E acrescenta: “Está para breve sair qualquer coisa em termos de legislação, o que é bom porque só vai proteger os profissionais. Porque há muita gente a aproveitar-se de não haver legislação.”
O porta-voz da APPTBP alerta para os riscos da proliferação do mercado paralelo, isto é, de pessoas que fazem tatuagens em casa, sem registar o espaço comercial nem ter necessariamente preocupações com boas práticas e descarte adequado de agulhas e resíduos biológicos. “Estamos a falar de saúde pública e em certos casos até de atentado à integridade física”, defende.
A associação estima que existam cerca de 1200 profissionais registados em Portugal, “mas há muitos mais, não estão é declarados”. Filipe Gil diz ser muito fácil encontrar estas pessoas, nomeadamente nas redes sociais, onde fazem publicidade abertamente.
“A fiscalização só vai a quem se esforça por cumprir”, lamenta. Estas pessoas podem estar com publicidade e ninguém vai (fiscalizá-las) porque não têm espaço declarado como comercial.

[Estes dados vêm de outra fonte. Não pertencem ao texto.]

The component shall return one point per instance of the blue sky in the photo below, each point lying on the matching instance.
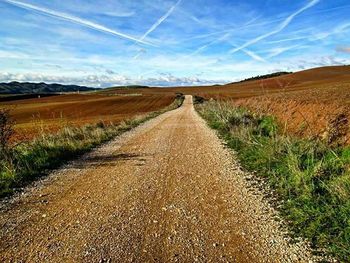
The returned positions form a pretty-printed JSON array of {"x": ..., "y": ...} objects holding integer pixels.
[{"x": 168, "y": 42}]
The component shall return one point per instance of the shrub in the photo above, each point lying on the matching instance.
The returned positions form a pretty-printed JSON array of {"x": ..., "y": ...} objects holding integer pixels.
[{"x": 310, "y": 176}]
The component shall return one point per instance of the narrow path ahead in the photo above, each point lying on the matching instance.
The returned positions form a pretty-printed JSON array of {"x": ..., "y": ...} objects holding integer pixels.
[{"x": 166, "y": 192}]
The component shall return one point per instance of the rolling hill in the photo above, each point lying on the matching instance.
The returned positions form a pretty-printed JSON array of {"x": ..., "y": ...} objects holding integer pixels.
[{"x": 29, "y": 88}]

Eles é que estão em falha, mas (do lado de quem cumpre há até) relatos de multas porque acabou o papel zig-zag no dispensador da casa de banho.”
Em Portugal não há uma entidade especializada para fiscalizar esta atividade, ficando esta a cargo da ASAE. O Expresso tentou contactar esta autoridade para obter dados sobre a fiscalização do setor, mas não obteve resposta.

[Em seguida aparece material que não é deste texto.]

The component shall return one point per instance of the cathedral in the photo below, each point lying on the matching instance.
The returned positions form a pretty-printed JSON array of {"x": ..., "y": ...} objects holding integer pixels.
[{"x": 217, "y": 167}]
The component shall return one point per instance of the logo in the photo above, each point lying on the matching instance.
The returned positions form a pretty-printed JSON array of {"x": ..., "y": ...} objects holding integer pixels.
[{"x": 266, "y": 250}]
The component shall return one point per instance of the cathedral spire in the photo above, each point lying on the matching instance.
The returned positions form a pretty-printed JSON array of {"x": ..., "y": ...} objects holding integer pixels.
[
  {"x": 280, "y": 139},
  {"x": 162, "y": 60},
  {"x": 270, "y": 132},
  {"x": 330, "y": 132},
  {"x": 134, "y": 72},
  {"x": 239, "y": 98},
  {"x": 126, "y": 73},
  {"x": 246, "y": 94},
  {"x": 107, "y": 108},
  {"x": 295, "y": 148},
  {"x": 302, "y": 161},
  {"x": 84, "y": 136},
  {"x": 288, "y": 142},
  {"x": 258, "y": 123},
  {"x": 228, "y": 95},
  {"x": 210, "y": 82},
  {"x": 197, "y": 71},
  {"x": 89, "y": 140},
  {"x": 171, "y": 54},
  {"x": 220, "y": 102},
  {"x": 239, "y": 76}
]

Da mesma forma, não há uma entidade responsável por fazer “um registo sistemático de vigilância que permita recolher e avaliar os efeitos adversos das tatuagens na saúde humana”, salienta o médico Vasco Macias, também da Clínica de Dermatologia Isabel Correia da Fonseca. Como consequência, a “verdadeira prevalência das complicações é desconhecida”.
FAZER TATUAGENS É DE MODO GERAL SEGURO, MAS NÃO ESTÁ ISENTO DE RISCOS
“As complicações cutâneas inerentes à realização de tatuagem são relativamente frequentes, acontecendo entre dois a 30% dos casos segundo as séries publicadas”, acrescenta a dermatologista Isabel Fonseca.
“Uma vez que a tatuagem consiste na introdução de partículas de pigmento na derme, correspondendo a inúmeros micro-orifícios/ micro-traumatismos na pele, é esperada uma reação inflamatória local”, que “desaparece habitualmente nos dias subsequentes ao procedimento”.
“As infecções cutâneas associadas à realização de tatuagens podem acontecer por contaminação direta, através da agulha, tinta, ou recipientes, ou indireta, nomeadamente pela roupa, mobiliário ou pelo próprio pessoal. Os principais agentes infecciosos são bactérias, micobactérias e vírus, entre os quais, o vírus da hepatite B e C e o VIH.”
“As reações alérgicas constituem complicações frequentes deste procedimento e manifestam-se como urticária, eczema de contacto alérgico e foto-alérgico, e ainda reações cutâneas tardias. Podem surgir imediatamente ou passados alguns anos. Acontecem com pigmentos mais alergizantes, principalmente os associados à cor vermelha (oxido de ferro), mas também com os amarelos e azuis. São menos frequentes com compostos de carbono encontrados na tinta preta”.
Assim, tanto a dermatologista como a Deco alertam para a necessidade de fazer uma “escolha criteriosa” dos estúdios que assegurem as condições de higiene e assepsia necessárias a fazer uma tatuagem. A sala de tatuagem ser separada da sala de espera, a utilização de luvas de látex e máscara pelo tatuador, o uso de agulhas descartáveis e abertas à frente do consumidor e a esterelização de todo o material são princípios essenciais. A associação recomenda também que sejam visitados vários estúdios antes de optar por um.